Synthesis of mesoporous silica particles with control of both pore diameter and particle size

During last years the interest for nanotechnology and mesoporous silica materials has increased due to benefits that these materials can provide. Typical characteristics of mesoporous materials are a large surface area and pore volume, well-ordered and uniform pores with adjustable pores between 2 and 50 nm. Pore dimensions are comparable to many biological molecules, like enzymes, and may therefore be suitable as a support in enzyme encapsulation The aim of this project was to synthesize mesoporous particles with a fixed pore size in order to optimize enzyme encapsulation. The specific pore size was determined based on previous studies on encapsulated lipase from mucor miehei where the optimal pore size was found to be 9 nm. Through this project different synthesis has been studied, different types of surfactants have been used (Pluronic 123, CTAB) as well as different types of silica sources such as TEOS or sodium silicate solutions. The synthesis conditions have been varied in order to study the effect on the particle and pore size. In this work really small particle sizes were synthesized.

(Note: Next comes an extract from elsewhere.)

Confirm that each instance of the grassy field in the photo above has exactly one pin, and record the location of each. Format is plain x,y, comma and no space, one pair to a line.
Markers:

Spherical 40 nm nanoparticles was obtained using octane as a hydrophobic support and styrene as a mesoporous template. However, the pore structure was rather slit-shaped than cylindrical. A perfect pore structure and size was reached using a sodium silicate solution as silica source, pluronic 123 as a pore template and an aging period of 24 hours at 180°C. The particles obtained in this synthesis varied with a diameter up to values around 200 nm.